I understand what you're trying to say. You're saying that conceptually there is such a thing as being "responsible" or "irresponsible" about disclosure, and I think that's true!
The problem is that (charitably) the term of art (or uncharitably, brand) "responsible disclosure" is attached to some very specific norms, including "not releasing vulnerabilities without a patch" and "giving vendors a commercially reasonable amount of time to create a patch" and "working closely with vendors to coordinate that time window" and "redacting or carefully reducing POC code", which are not themselves universal or even generally "responsible".
They're commercially responsible, to be sure! But it should not be an obligation of unpaid third party researchers to expend any effort whatsoever to be responsive to a vendor's commercial concerns. It's a nice thing to do, and some people are just preternaturally nice to vendors, and that's usually fine, but there's nothing deontologically "responsible" about that.
> You're saying that conceptually there is such a thing as being "responsible" or "irresponsible" about disclosure, and I think that's true!
I'm saying more than that.
We both seem to agree that there is an ongoing war about disclosure; and that large vendors (through a mix of good, neutral, and bad intentions) are warring to make disclosure more convenient and less painful for themselves, to the detriment of their users (and ultimately themselves as well); and that the use of words is one arena in which that warfare exhibits itself.
But we've come to opposite conclusions about the best way to fight the war in this specific arena.
You've observed that companies are trying to define "responsible" to mean "commercially responsible". But rather than recognizing this attempt at redefinition as an attack, and insisting on using the word "responsible" to actually mean responsible towards users, you seem to think that the use of the word itself is an attack; and want to instead try to insist on using a different term, "coordinated disclosure".

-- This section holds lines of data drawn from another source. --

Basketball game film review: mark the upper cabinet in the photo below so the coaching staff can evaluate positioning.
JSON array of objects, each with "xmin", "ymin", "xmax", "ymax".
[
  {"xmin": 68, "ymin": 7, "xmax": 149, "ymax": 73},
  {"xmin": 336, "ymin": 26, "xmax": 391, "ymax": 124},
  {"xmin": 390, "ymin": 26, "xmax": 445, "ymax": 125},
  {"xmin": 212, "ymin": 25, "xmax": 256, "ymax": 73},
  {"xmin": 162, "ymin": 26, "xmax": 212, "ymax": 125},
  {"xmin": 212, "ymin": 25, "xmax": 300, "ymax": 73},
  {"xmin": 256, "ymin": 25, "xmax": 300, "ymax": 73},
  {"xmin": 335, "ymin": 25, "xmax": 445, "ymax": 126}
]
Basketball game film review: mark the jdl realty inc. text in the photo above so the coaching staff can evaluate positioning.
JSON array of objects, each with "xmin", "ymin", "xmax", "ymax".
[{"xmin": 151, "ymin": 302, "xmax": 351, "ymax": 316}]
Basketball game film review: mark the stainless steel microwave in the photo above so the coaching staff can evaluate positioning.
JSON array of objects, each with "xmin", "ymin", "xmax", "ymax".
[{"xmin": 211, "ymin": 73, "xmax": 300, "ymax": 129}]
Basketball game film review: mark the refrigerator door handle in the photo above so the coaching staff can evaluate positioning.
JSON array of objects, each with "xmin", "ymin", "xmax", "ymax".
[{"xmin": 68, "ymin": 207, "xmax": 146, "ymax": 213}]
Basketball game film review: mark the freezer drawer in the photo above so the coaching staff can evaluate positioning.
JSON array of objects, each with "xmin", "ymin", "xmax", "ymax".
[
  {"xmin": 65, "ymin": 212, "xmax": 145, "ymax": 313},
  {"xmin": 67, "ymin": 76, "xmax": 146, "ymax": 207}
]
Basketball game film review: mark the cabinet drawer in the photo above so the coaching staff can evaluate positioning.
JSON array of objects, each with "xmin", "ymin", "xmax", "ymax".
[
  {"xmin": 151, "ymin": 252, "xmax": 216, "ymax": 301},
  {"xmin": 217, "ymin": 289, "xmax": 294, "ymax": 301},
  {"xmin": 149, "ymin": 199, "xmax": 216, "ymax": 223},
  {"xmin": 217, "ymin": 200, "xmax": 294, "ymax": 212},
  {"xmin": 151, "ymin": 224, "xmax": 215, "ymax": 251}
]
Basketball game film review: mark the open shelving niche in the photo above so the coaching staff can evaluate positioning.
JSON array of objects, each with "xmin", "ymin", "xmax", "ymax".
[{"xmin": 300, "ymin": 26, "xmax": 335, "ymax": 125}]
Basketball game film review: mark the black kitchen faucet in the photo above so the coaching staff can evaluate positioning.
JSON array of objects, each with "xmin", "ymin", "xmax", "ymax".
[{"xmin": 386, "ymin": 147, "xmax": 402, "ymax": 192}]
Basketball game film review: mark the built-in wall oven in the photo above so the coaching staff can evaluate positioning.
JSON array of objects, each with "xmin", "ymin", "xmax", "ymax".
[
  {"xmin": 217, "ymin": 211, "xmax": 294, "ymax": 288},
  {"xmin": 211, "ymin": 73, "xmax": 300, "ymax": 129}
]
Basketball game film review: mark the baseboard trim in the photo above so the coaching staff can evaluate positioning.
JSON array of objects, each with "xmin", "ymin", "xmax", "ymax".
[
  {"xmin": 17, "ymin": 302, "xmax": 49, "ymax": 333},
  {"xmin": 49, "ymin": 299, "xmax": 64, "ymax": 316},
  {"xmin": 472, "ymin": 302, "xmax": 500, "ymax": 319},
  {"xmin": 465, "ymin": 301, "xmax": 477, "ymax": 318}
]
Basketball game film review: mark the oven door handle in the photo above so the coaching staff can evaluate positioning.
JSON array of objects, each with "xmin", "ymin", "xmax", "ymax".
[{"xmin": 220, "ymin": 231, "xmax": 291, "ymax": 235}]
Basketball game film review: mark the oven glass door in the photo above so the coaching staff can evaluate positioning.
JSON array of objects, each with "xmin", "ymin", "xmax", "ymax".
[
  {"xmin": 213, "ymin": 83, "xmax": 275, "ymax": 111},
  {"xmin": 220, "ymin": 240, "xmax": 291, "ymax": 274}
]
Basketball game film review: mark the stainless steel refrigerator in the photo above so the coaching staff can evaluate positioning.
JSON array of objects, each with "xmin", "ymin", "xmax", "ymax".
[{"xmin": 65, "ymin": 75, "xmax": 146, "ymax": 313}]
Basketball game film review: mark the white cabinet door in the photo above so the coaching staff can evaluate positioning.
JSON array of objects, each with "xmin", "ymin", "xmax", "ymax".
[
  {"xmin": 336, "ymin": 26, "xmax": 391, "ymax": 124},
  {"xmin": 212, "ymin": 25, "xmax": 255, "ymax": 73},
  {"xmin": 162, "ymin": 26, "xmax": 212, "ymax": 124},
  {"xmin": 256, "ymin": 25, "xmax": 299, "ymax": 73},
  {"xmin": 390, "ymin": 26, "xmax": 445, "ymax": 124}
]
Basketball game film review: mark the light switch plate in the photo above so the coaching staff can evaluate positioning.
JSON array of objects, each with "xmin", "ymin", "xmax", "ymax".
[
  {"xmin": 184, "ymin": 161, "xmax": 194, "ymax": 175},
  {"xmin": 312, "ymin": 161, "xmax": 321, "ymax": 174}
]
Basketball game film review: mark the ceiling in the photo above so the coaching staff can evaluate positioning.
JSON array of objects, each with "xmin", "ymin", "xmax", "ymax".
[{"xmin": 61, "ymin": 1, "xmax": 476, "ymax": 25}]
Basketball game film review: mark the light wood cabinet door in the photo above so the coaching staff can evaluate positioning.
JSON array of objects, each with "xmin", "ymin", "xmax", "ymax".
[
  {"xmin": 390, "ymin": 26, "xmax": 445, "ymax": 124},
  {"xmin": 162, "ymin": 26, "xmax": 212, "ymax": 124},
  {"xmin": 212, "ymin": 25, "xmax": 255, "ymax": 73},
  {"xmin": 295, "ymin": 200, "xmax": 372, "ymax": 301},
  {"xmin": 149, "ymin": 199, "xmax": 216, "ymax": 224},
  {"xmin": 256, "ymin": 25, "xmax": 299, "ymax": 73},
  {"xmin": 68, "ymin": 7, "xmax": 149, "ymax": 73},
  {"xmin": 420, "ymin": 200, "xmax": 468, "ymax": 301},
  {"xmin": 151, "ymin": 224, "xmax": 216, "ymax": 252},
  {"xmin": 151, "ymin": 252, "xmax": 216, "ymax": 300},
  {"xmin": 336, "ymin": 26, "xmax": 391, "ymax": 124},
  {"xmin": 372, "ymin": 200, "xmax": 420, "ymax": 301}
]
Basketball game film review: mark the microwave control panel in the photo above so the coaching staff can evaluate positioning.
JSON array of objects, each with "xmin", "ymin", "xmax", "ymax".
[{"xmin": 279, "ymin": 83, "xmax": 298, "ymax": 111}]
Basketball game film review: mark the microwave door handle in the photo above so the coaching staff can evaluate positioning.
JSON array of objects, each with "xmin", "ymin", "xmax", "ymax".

I think that's a bad strategy. You're advocating that we surrender the word "responsible" entirely to large vendors. Large vendors are not going to stop using the word "responsible"; if right-minded security researchers simply abandon the word, then the broader public are going to be entirely at the mercy of vendors to decide what's "responsible". Furthermore, as I've argued, using "coordinated" shifts all focus to the vendor, removing any focus from the user at all.
In the war over disclosure, your strategy seems to me to hand a massive win to big vendors.
I think a much better strategy is to counter-attack. The word "responsible" is too valuable a term to just give up. We must continue to insist that "responsible" means "responsible to users"; and we must continue to insist that there are times when pressuring and even embarrassing large companies is the most responsible thing to do.
There's nothing I can say to this that I haven't already said. "responsible disclosure" is a term of art. It means something you don't mean. You can redefine it for yourself, but people reading you will take its actual meaning, not yours.
The problem is that (charitably) the term of art (or uncharitably, brand) "responsible disclosure" is attached to some very specific norms, including "not releasing vulnerabilities without a patch" and "giving vendors a commercially reasonable amount of time to create a patch" and "working closely with vendors to coordinate that time window" and "redacting or carefully reducing POC code", which are not themselves universal or even generally "responsible".
They're commercially responsible, to be sure! But it should not be an obligation of unpaid third party researchers to expend any effort whatsoever to be responsive to a vendor's commercial concerns. It's a nice thing to do, and some people are just preternaturally nice to vendors, and that's usually fine, but there's nothing deontologically "responsible" about that.